Peter Lynch and the “Napkin Test”

By Corporate Visions

March 27, 2015

napkinIn the investment world, Peter Lynch is renowned for turning a once-obscure $18 million mutual fund into a $14 billion juggernaut in just 13 years. Under Lynch’s watch, the Magellan Fund—now one of the best-known mutual funds in the world—averaged a whopping 29 percent annual return.

Not too shabby.

But the gaudy growth of the Magellan Fund only tells part of the Peter Lynch story. Since resigning as fund manager in 1990, he’s gained a reputation for demystifying the stock market for individual investors, and for encouraging everyday investors to leverage “local” market knowledge, which he believes can actually make them better investors than professional fund managers.
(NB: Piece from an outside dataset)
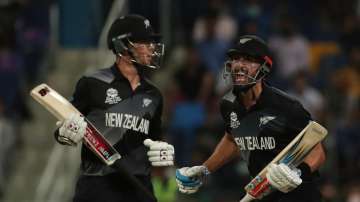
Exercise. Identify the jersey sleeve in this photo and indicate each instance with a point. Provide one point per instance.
(299, 117)
(224, 110)
(155, 127)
Lynch popularized that idea in a now-famous investment mantra: “Invest in what you know.”

That same deference to simplicity underpins two other things Lynch is known to have said:

  • “Never buy anything that you can’t illustrate on the back of a napkin.”*
  • “Never invest in any idea you can’t illustrate with a crayon.”**

That’s also sage advice for sellers in the B2B world trying to show their prospects a pathway to making a buying decision.

“Show” is the operative word here. We all know change can seem daunting and complex, and complexity breeds indecision, which can further entrench the status quo. Applying Lynch’s “napkin rule” to your sales conversations—in the form of simple, concrete, hand-drawn visuals—can counter this complexity and dispel prospect fear about doing something different. Visuals can make change seem like a more doable journey.

It’s hard to believe that deals involving several decision makers, multiple solutions and sometimes millions of dollars can be furthered thanks to simple visual storytelling techniques. But, as Lynch suggests, people are more inclined to buy what they know and understand. With concrete visuals, you can distill for prospects the journey they’re going to take from their status quo to the “new safe” with your solution. And by telling that story visually, you can better accentuate the contrast between the pain of their current situation and the value of doing something different with you. Simply put, visual storytelling techniques can compel your prospects rethink their assumptions about the status quo and change.

Just as Peter Lynch sought to elucidate the stock market for individual investors, it’s your job to clarify the change management process for your prospects and customers. Simple, hand-drawn visuals that adhere to the “three C’s”—providing context, contrast and a concrete narrative—can help you do just that.